Política

ELEIÇÕES 2020

5 motivos para não votar em Rafael Greca que "vomita com cheiro de pobre"

Frases como “vomitei com cheiro de pobre” e “mulheres tem que ser amadas e não empoderadas” já foram ditas pelo atual prefeito de Curitiba, Rafael Greca (DEM), que está se candidatando novamente à prefeitura. Nesta matéria mostraremos apenas 5 de muitos motivos para não votar nesse inimigo declarado das mulheres e dos trabalhadores.

sexta-feira 23 de outubro| Edição do dia

1. Rafael Greca fez declaração nojenta dizendo que “vomitou com o cheiro de pobre”

É isso mesmo que você leu. Em 2016, durante uma sabatina na PUC-PR, Greca deu a seguinte declaração, mostrando sua face mais racista e repugnante: "Eu coordenei o albergue Casa dos Pobres São João Batista, aqui do lado da Rua Piquiri, para a igreja católica durante 20 anos. E no convívio com as irmãs de caridade, eu nunca cuidei dos pobres. Eu não sou São Francisco de Assis. Até porque a primeira vez que eu tentei carregar um pobre no meu carro eu vomitei por causa do cheiro"

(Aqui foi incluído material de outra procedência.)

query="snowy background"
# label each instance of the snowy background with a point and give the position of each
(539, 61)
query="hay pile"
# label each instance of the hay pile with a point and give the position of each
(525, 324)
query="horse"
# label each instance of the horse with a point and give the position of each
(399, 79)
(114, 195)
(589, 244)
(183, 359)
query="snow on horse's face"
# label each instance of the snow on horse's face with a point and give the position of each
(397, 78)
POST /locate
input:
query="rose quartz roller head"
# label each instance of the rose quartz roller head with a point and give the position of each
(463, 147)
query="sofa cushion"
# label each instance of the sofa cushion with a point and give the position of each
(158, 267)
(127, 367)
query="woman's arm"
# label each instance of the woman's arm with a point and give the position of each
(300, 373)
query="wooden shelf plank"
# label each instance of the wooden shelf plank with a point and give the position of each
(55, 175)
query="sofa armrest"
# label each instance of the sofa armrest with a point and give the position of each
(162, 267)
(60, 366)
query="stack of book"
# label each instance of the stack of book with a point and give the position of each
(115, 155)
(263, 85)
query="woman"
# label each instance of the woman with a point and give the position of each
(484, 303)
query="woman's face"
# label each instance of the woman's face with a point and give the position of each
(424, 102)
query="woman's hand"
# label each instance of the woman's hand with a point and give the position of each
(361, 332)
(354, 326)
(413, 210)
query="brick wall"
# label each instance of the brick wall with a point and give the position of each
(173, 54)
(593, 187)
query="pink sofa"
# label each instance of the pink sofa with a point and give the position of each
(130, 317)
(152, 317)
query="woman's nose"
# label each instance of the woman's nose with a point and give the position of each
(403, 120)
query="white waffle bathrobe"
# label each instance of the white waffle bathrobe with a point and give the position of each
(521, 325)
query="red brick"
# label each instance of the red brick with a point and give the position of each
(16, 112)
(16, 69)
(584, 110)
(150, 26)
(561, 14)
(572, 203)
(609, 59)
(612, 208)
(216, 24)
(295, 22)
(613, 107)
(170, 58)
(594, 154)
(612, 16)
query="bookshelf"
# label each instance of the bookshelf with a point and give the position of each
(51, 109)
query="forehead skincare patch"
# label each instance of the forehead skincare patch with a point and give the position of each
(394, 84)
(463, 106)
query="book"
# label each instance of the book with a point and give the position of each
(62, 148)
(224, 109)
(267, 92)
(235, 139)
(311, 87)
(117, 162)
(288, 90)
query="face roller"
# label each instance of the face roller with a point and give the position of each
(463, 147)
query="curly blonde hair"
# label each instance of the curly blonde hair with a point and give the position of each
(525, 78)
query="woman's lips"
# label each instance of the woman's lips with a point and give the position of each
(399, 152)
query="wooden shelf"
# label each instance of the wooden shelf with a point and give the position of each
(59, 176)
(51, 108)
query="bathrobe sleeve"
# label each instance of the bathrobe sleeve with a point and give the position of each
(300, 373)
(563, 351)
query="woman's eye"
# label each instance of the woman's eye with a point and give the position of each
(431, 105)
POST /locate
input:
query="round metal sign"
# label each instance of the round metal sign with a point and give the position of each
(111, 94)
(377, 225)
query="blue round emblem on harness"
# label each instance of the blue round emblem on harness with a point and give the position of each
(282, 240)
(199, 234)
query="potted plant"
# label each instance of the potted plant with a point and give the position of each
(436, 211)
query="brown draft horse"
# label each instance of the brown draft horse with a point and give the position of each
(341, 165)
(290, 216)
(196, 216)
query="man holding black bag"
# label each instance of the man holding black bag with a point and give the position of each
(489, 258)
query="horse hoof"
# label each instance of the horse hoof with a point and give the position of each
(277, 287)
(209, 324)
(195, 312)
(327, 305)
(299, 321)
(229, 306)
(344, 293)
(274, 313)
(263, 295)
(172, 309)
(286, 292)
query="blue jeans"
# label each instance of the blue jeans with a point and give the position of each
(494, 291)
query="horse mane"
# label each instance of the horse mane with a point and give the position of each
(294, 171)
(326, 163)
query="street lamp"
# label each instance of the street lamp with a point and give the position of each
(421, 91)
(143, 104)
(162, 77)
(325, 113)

2. Sua campanha é financiada pelo dono da maior rede de shoppings do país

Rafael Greca recebeu nada menos que R$ 80.000 do bilionário José Isaac Peres, segundo dados do TSE, para sua campanha nas eleições de 2020. Peres é dono da rede de shoppings Multiplan, simplesmente a maior do Brasil, que explora milhares de trabalhadores e endivida outros milhares todos os anos a serviço de engordar cada vez mais seus próprios bolsos. Atualmente, José Isaac Peres acumula R$ 1,5 bilhão em seu nome, segundo dados da Forbes. Esse apoio entre o bilionário e Rafael Greca deixa bem escancarado de qual lado o político do DEM se encontra: dos patrões e dos grandes empresários contra a classe trabalhadora brasileira.

3. Em seu mandato, Rafael Greca atuou decididamente contra as mulheres

Antes mesmo de ser eleito, na sua campanha em 2016, Rafael Greca deu uma declaração dizendo que em seu governo as mulheres seriam amadas e não se falaria em empoderamento. Dito e feito. Rafael Greca logo no começo de seu mandato extinguiu a Secretaria de Mulheres, transformando-a numa mera pasta, o que causou forte reação no movimento feminista curitibano. Greca também é defensor das políticas e ideologias reacionárias de Bolsonaro, Mourão e Damares, apoiando ativamente os ataques, como as reformas da previdência e trabalhistas, que precarizam a vida principalmente de mulheres negras.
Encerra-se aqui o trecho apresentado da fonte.